The Righteous Mind

In the book club, we read a great book by Jonathan Haidt about morality: The Righteous Mind. The book contains a lot of new things.

The origin of morality

First, Jonathan described morality as a simple non-harm principle: It is immoral to harm others without reason.

Morality is not just about not harming others. In the following story (not the most disturbing story of the book), people think Andrej's behavior is not right.

Andrej is a decent guy, never harms anyone. Once a week, he buys a frozen chicken and has sex with it. Then he cooks and eats it.

Jonathan studies people around the world, asks them weird questions, and records their answers.

Pillars of morality

Jonathan found five (and later six) pillars of morality.

  • Harm
  • Fairness
  • Authority
  • Ingroup
  • Purity

The harm and fairness are self-explanatory. The authority means respect for elders, ingroup stands for loyalty and cohesiveness of the group, and purity deals with hygienic (and sexual) prescriptions.

In the individualistic western culture, we emphasize the first two. Other societies pay more attention to others as well.

It seems that children absorb the morality from their environment. First, they follow all rules. When they grow up, they can distinguish between agreements and principles. For instance, if they are allowed, they go to school without a uniform but do not harm others.

People are intuitive

The research shows that people make fast moral decisions and think about reasons later. Jonathan proved this with an experiment where people needed to give justification for the judgment. First, they condemned an action and then modified stories to fit the crime.

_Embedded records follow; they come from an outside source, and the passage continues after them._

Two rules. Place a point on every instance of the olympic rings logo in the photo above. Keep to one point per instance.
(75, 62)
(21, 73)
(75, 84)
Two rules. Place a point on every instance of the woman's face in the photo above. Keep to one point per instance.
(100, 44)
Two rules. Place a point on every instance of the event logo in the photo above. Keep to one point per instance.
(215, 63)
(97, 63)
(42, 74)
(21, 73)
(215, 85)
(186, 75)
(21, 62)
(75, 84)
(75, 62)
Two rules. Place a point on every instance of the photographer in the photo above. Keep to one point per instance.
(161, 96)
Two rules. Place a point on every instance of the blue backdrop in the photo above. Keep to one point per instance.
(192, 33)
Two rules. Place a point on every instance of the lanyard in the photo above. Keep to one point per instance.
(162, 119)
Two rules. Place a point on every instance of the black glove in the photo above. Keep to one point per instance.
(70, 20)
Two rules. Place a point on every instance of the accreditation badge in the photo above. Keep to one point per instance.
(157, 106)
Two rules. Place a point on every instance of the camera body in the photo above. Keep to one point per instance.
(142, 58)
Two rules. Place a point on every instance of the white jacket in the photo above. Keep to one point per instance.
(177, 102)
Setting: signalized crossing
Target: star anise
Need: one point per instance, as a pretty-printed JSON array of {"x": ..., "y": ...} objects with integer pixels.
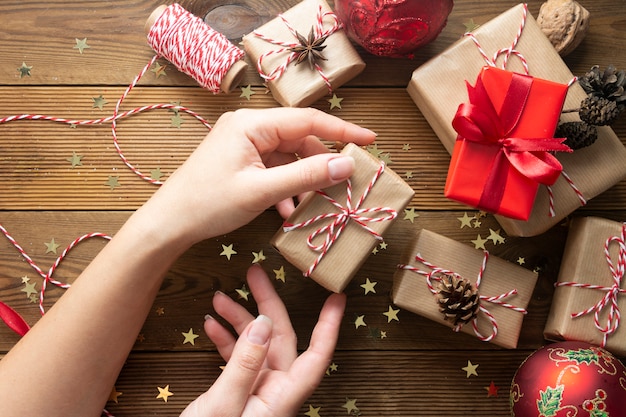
[{"x": 309, "y": 49}]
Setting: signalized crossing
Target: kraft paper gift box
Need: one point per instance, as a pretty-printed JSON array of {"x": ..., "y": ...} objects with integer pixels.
[
  {"x": 300, "y": 85},
  {"x": 438, "y": 88},
  {"x": 512, "y": 284},
  {"x": 333, "y": 267},
  {"x": 523, "y": 109},
  {"x": 586, "y": 286}
]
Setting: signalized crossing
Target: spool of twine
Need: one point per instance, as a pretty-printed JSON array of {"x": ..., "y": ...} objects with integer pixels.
[{"x": 194, "y": 48}]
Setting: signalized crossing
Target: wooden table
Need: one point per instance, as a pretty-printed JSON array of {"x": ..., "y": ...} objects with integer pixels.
[{"x": 45, "y": 199}]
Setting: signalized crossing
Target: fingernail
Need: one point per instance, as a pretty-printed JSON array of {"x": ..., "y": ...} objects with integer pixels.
[
  {"x": 260, "y": 331},
  {"x": 341, "y": 167}
]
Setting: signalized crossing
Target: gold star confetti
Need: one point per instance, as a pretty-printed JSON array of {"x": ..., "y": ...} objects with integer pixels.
[
  {"x": 51, "y": 246},
  {"x": 113, "y": 182},
  {"x": 159, "y": 70},
  {"x": 479, "y": 242},
  {"x": 470, "y": 369},
  {"x": 258, "y": 257},
  {"x": 392, "y": 314},
  {"x": 350, "y": 406},
  {"x": 369, "y": 286},
  {"x": 466, "y": 220},
  {"x": 81, "y": 45},
  {"x": 410, "y": 214},
  {"x": 24, "y": 70},
  {"x": 156, "y": 174},
  {"x": 492, "y": 390},
  {"x": 470, "y": 26},
  {"x": 243, "y": 292},
  {"x": 164, "y": 393},
  {"x": 99, "y": 102},
  {"x": 190, "y": 337},
  {"x": 313, "y": 411},
  {"x": 247, "y": 92},
  {"x": 335, "y": 102},
  {"x": 114, "y": 395},
  {"x": 228, "y": 251},
  {"x": 495, "y": 237},
  {"x": 29, "y": 289},
  {"x": 75, "y": 160},
  {"x": 279, "y": 274},
  {"x": 177, "y": 120}
]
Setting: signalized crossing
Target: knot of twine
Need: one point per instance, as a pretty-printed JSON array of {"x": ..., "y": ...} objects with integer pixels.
[
  {"x": 506, "y": 54},
  {"x": 611, "y": 292},
  {"x": 332, "y": 231},
  {"x": 319, "y": 32},
  {"x": 193, "y": 47},
  {"x": 435, "y": 275}
]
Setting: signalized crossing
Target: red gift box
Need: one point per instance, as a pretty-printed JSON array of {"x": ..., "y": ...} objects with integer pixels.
[{"x": 504, "y": 146}]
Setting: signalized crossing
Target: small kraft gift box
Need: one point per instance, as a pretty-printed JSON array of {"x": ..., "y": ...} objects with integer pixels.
[
  {"x": 590, "y": 292},
  {"x": 513, "y": 41},
  {"x": 303, "y": 54},
  {"x": 463, "y": 288},
  {"x": 332, "y": 231}
]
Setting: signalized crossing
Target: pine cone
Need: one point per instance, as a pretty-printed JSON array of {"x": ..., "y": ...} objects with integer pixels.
[
  {"x": 598, "y": 111},
  {"x": 578, "y": 134},
  {"x": 458, "y": 299}
]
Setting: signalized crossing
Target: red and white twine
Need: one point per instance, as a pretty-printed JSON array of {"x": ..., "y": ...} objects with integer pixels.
[
  {"x": 319, "y": 32},
  {"x": 435, "y": 275},
  {"x": 340, "y": 219},
  {"x": 507, "y": 53},
  {"x": 612, "y": 292}
]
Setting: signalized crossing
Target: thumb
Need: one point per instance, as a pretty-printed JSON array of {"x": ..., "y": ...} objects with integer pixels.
[
  {"x": 307, "y": 174},
  {"x": 231, "y": 390}
]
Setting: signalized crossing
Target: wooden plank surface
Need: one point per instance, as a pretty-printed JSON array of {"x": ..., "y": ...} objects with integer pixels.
[{"x": 415, "y": 370}]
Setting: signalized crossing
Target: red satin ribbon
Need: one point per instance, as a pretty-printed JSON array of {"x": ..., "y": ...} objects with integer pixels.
[{"x": 478, "y": 121}]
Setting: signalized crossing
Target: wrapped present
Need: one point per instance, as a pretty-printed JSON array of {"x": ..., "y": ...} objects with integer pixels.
[
  {"x": 296, "y": 75},
  {"x": 589, "y": 293},
  {"x": 502, "y": 152},
  {"x": 497, "y": 292},
  {"x": 333, "y": 231},
  {"x": 586, "y": 172}
]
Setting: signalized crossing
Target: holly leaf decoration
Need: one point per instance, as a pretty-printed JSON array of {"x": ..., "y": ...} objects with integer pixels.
[
  {"x": 587, "y": 356},
  {"x": 549, "y": 401}
]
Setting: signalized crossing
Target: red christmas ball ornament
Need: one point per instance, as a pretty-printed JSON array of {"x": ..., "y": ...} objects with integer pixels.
[
  {"x": 394, "y": 28},
  {"x": 569, "y": 379}
]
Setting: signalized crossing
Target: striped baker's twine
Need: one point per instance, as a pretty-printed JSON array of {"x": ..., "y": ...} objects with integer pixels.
[
  {"x": 435, "y": 275},
  {"x": 612, "y": 292}
]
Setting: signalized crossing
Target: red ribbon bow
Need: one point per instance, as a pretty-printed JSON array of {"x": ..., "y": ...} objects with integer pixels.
[{"x": 479, "y": 122}]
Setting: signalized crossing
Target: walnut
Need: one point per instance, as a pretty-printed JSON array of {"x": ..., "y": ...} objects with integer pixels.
[{"x": 564, "y": 22}]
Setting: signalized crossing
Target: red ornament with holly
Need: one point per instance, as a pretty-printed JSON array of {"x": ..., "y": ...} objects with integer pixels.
[
  {"x": 569, "y": 379},
  {"x": 394, "y": 28}
]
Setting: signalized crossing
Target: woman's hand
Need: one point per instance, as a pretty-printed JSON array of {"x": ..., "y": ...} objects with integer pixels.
[
  {"x": 251, "y": 160},
  {"x": 264, "y": 375}
]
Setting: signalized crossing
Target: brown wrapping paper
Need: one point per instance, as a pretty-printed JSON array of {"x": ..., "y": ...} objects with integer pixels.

Interestingly, rich and poor differ in the view on moral rules. The rich consider a lot of them as conventions. The effect appears across cultures.

Groupish evolution

One part of the book describes the group evolution. Humans cooperate and read each other intentions. Leaders are not alpha males as in primates (mainly gorillas), but they rule less violently.

Jonathan argues that humans were under many evolutionary pressures that molded them to be more cooperative and work in groups.

In the last 50000 years, humans changed a lot. Jonathan argues that it made us more groupish: to be able to behave in a group.

Social capital

In a wild world, you cannot trust everyone. Whereas in a community, you can trust people much more. The trust substitute police, and the result is better for everyone.

Because of reduced frictions, some religious communities control parts of industry. The orthodox jews control the diamond trade. The cost (to inspect) is lower if you trust other people.

Social capital determines how society helps everyone to succeed.

Politics

In the book, Jonathan describes liberals, conservatives, and libertarians. The summary of their worldview is the best I read. It is unifying.

Liberals care a lot about the first two moral pillars: fairness and harm. Conservatives use all of these pillars. Libertarians do not care about anything (other than drugs, just kidding).

He points out that liberals identify victims or problems very well. Because of that, they push for the change. Conservatives mostly support the status quo and acknowledge that introducing laws might bring undesirable change that results in the loss of social capital.

The liberal argument is: "Help single mothers." Conservatives reply: "By supporting single mothers, we repel men from marrying and raising children."

Jonathan did a lot of experiments about morality and politics. In one, he let people fill a morality questionnaire as someone with the opposite conviction would fill it. He found that radical liberals misjudged their political opponents the most. It poses a serious problem, how can you cooperate with a person about whom you think his opinions are: "Harming innocent animals is perfectly fine."

Bits of information

Read the book. But in the case you are lazy, there are some facts that I haven't found in any other book.

The case against diversity

Immigration decreases the human capital. People tend to meet less around immigrants.

Groups perform better if they perceive themselves as homogenous.

The religion

In the trust game, an experimental game that measures how you are trustworthy, the best pair are two religious people. They trust more and deserve the trust.

By the surveys, religious people are better. They give to charity and volunteer.